Chanyeol Baekhyun'un bu azmine hayret etti. Kılıç derslerine başladığından bu yana 6 gün geçmişti ve o pes etmeden her sabah bu kadar saat kendini geliştirmek için çalışıyordu.

Kapı çalınca hafifçe bir irkildi ve kendine gelerek masasına geri döndü. "Selam! Beni özlediniz mi?" İçeri giren imparator sözcüsü -ama Chanyeol'ün en yakın arkadaşı- olan Sehundu. "Neden geldin?" Chanyeol'ün bu sorusu Sehun'un yüzünü buruşturmasına neden oldu. "Kaç gün sonra geri dönüyorum ve söylediğin şey bu mu?" Başını iki yana salladı.

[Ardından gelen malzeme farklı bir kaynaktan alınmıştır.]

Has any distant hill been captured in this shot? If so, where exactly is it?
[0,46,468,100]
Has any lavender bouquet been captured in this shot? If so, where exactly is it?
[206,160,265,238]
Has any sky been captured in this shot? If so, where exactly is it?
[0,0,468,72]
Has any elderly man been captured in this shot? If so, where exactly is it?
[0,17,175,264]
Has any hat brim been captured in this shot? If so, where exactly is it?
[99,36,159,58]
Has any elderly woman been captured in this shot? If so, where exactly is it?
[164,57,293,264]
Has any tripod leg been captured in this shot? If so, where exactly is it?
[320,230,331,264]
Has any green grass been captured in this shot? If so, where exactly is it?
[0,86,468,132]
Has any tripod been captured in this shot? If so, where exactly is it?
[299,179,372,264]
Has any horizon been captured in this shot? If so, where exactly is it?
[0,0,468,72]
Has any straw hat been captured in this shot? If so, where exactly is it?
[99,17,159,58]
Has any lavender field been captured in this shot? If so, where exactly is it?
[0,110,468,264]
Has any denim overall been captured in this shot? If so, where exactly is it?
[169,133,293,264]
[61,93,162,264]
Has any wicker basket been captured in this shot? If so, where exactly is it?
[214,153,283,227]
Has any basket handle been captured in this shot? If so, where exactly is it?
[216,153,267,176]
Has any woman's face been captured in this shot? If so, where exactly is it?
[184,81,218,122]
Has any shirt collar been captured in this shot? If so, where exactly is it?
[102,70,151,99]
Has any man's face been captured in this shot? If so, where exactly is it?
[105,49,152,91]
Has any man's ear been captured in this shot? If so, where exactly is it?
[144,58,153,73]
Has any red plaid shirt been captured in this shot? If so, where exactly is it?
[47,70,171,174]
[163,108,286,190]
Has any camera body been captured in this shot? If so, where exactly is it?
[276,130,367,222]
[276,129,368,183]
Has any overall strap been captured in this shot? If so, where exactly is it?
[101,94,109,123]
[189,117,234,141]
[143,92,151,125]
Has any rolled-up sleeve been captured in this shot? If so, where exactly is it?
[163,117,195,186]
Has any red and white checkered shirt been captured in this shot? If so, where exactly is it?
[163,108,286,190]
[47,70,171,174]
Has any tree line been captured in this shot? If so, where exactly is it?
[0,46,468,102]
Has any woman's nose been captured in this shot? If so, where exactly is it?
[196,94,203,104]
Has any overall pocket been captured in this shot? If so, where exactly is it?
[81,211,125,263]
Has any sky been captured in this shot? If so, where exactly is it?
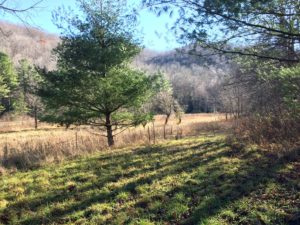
[0,0,179,51]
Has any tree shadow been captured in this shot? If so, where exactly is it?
[0,141,298,224]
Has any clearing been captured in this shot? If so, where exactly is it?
[0,136,300,225]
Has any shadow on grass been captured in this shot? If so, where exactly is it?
[0,138,298,224]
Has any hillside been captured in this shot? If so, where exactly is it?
[0,22,228,113]
[0,21,59,69]
[0,136,300,225]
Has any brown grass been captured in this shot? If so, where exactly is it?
[0,114,230,169]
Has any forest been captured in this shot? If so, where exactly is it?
[0,0,300,225]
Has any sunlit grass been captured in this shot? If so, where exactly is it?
[0,136,300,225]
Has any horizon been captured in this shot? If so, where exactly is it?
[0,0,182,52]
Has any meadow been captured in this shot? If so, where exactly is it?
[0,114,226,170]
[0,135,300,225]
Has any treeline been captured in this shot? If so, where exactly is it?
[0,52,43,128]
[143,0,300,146]
[0,22,230,113]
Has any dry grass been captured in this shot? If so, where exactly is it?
[0,114,230,169]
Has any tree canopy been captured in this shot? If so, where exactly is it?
[40,1,164,146]
[143,0,300,63]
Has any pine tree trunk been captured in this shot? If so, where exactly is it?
[106,114,115,147]
[34,106,37,129]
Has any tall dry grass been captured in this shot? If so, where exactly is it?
[0,114,230,169]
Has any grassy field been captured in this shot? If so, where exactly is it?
[0,113,230,170]
[0,136,300,225]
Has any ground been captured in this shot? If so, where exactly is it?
[0,136,300,225]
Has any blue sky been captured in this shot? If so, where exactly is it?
[0,0,179,51]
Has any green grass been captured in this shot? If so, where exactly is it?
[0,134,300,225]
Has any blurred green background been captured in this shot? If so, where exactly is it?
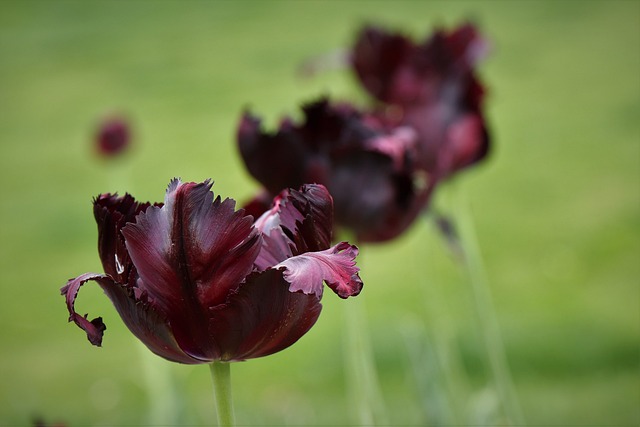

"Çok fazla konuşmadın mı sence?" Sehun'un yeni fark ettiği Jongin konuştu. "Ah, Chanyeol 2. Zaten ben de sizi özlemedim. Sadece bir haber vermeye geldim." Chanyeol'ün bıkkın bakışları çok uzatma da söyle der gibiydi. "Ming Hanedanı'nın size bir haberi var." Jongin bunu duyar duymaz iç çekti.

"Yine mi geliyorlar?" Sehun neşeyle başını salladı.
"Ama endişelenmene gerek yok. Ailecek değil." Jongin'in derin bir nefes vermesiyle Sehun güldü. Jongin Kyungsoo'nun babasından çok korkuyordu. Babası da aynı kendisi gibi bir askerdi. Jongin savaşta kaybettiği gibi aşkta da kaybetmek istemiyordu.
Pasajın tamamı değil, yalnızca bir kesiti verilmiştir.